Ayasofya'nın bakım ve onarımıyla ilgili çalışmalar Cumhuriyet sonrasında da sürmüştür. Atatürk'ün isteği üzerine Bakanlar Kurulu'nun bir kararıyla Ayasofya 24 Ekim 1934'te müzeye çevrildi ve günümüzdeki biçimi verildi.
Ayasofya mimarlık tarihinin en önemli kilometre taşlarından biri oluşunu çağı için olağanüstü cüretli tasarımına borçludur. Orta nefin bir kubbeyle doğuda ve batıda buna eklenen iki yarım kubbeden oluşan örtüsü türünün yeryüzündeki ilk örneğidir. Ama çok erken bir deneme olduğu için bazı çözülmemiş sorunlarla yanlışları da içeriyordu. Ayasofya yalnız örtü sistemiyle değil dev boyutlarıyla da çağına bir meydan okuma olarak nitelendirilebilir.

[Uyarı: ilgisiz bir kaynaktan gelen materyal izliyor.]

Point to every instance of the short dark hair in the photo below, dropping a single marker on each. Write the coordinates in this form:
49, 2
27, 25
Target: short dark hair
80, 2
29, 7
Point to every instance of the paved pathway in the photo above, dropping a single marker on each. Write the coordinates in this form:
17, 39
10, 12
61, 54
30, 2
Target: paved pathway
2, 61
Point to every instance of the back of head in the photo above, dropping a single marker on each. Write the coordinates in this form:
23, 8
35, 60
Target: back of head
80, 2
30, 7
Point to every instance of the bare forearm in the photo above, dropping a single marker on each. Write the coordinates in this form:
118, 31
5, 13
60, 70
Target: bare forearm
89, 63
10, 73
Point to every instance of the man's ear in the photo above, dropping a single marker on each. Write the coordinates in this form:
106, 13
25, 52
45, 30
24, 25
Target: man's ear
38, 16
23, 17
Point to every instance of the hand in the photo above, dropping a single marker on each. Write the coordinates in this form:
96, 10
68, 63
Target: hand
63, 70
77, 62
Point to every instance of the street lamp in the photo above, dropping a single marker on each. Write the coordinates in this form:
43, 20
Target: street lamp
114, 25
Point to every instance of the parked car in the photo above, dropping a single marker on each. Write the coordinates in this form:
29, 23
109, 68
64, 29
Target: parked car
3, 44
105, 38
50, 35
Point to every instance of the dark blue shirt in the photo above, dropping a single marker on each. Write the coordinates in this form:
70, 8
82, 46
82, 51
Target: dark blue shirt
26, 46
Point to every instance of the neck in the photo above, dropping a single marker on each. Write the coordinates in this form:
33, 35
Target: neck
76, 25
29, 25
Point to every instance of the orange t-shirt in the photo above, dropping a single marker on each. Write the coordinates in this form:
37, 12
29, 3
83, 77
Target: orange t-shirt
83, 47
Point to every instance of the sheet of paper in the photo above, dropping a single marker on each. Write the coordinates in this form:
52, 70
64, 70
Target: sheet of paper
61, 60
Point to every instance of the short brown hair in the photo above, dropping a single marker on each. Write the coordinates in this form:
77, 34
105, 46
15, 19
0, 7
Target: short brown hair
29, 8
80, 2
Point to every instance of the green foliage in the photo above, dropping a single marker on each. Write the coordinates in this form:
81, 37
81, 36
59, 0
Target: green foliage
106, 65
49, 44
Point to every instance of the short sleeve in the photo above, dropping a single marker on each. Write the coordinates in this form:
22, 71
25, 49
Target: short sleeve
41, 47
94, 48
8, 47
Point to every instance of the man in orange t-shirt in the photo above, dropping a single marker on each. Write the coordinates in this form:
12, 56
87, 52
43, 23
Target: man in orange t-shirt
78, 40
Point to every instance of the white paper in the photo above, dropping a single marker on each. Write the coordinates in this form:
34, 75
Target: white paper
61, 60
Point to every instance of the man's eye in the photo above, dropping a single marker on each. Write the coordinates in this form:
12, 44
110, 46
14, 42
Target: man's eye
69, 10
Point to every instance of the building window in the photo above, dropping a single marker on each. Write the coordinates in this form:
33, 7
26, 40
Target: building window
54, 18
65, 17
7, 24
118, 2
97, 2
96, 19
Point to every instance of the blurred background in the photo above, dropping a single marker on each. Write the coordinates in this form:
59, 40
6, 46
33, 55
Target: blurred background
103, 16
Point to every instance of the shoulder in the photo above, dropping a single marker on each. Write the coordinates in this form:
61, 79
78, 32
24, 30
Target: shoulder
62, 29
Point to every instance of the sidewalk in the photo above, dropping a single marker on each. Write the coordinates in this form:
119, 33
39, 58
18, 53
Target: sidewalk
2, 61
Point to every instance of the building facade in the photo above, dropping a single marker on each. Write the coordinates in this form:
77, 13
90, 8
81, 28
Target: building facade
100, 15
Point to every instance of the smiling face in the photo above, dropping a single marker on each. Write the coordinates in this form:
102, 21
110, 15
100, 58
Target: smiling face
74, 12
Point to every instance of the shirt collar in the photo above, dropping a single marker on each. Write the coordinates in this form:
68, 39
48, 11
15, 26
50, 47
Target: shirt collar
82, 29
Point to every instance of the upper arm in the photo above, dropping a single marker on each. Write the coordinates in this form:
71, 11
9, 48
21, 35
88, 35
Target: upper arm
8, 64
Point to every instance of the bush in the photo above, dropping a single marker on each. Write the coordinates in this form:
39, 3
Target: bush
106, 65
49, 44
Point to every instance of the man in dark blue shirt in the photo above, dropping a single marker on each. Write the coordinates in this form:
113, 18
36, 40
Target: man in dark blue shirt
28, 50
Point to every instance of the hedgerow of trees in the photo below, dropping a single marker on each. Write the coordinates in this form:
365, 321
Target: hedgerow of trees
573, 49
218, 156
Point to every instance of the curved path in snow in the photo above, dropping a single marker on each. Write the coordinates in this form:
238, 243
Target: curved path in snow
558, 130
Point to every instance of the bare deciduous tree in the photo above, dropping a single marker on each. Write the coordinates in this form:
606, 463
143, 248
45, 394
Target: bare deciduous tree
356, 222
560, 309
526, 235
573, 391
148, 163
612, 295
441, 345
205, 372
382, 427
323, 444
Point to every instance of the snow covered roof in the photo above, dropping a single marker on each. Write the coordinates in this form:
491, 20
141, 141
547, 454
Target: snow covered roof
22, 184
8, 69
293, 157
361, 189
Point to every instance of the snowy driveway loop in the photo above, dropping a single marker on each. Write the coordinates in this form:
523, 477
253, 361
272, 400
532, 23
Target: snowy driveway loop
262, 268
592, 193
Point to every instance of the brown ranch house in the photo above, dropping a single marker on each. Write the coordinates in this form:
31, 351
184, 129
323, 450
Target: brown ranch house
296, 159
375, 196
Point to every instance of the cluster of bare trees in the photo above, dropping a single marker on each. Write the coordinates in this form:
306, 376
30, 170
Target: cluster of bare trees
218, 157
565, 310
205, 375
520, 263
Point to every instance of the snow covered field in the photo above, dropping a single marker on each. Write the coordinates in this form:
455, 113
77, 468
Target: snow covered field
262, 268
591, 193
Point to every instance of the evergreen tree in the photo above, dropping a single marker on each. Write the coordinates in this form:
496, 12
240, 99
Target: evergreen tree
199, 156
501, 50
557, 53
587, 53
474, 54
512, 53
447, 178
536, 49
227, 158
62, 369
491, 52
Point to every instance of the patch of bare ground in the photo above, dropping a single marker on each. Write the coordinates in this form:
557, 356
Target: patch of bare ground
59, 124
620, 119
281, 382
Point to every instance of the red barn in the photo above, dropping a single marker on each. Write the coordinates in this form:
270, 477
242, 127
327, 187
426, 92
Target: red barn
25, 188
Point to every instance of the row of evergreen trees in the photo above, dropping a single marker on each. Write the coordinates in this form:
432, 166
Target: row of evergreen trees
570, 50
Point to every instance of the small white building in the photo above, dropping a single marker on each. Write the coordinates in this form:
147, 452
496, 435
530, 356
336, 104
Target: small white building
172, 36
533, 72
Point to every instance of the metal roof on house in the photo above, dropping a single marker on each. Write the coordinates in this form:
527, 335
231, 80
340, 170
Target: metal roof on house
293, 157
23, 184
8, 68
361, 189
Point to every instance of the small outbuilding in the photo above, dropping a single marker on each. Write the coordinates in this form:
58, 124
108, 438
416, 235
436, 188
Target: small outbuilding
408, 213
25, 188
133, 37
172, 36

Ayasofya Bizans mimarlığı tarihinden de bir sürecin başlatıcısı değildir. Sonraki yıllarda Bizanslı mimarlar Ayasofya'yı yinelemekleri gibi geliştirmeye de yönelmemişlerdir. Tersine Bizans mimarlığı Ayasofya'yı hep aşılmaz bir kezlik bir başyapıt saymıştır. Bazı araştırmacılar onu bir erken Bizans yapısı olmaktan çok geç dönem Roma yapısı gibi görmüşlerdir. Ayasofya'nın yeniden gündeme getirilişi ancak İstanbul'un fethi ile birlikte Osmanlı mimarlığında söz konusu olmuştur. Osmanlı mimarları özellikle de Sinan Ayasofya'yı ölü bir uygarlığın kalıntısı gibi değil de dev bir mimarlık başarısı biçiminde görmüş ve bin yıldır hiç denenmeyeni deneyip onu Şehzade ve Süleymaniye camileri gibi iki büyük yapısında aşabilmiştir . Bu nedenle Ayasofya yalnız Roma'nın ve Bizans'ın değil Osmanlı Uygarlığı'nın da bir bileşeni sayılır. Ayasofya'nın başlattığı süreci Osmanlı tamamlamıştır.
Ayasofya mimarlık bakımından olduğu kadar mozaikleri ile de önemlidir. Aynı dönemin figürlü mozaikleri ikonoklazm döneminde (726-843) yok edilmiştir. Bu nedenle bugün görülen mozaiklerinin hepsi IX. ve daha sonraki yıllardan kalmadır. Bu mozaiklerin birinde Theotokos Meryem'i kucağında İsa ile betimlemiştir. İki yanında iki büyük Bizans İmparator'u kenti kuran Constantinous ile Ayasofya'yı yaptıran İustinianos canlandırılmıştır. İç nartekste içe açılan kapı üzerinde tahtta oturan İsa'nın önünde diz çöken Leon VI.‘yı betimleyen mozaik bulunur. Bema kemeri saray giysileri içinde bir başmelek figürüyle süslüdür. Ama Ayasofya'daki mozaiklerin en güzeli güney galerideki bir duvarda yer alan “Deisis” (Yakarış) sahnesidir. Bir yanında Meryem öbür yanında Vaftizci Yahya ile birlikte İsa'yı gösteren bu mozaik işçilikteki incelik ve yüzlerdeki yoğun ifade ile benzerlerinin en değerlilerinden biridir.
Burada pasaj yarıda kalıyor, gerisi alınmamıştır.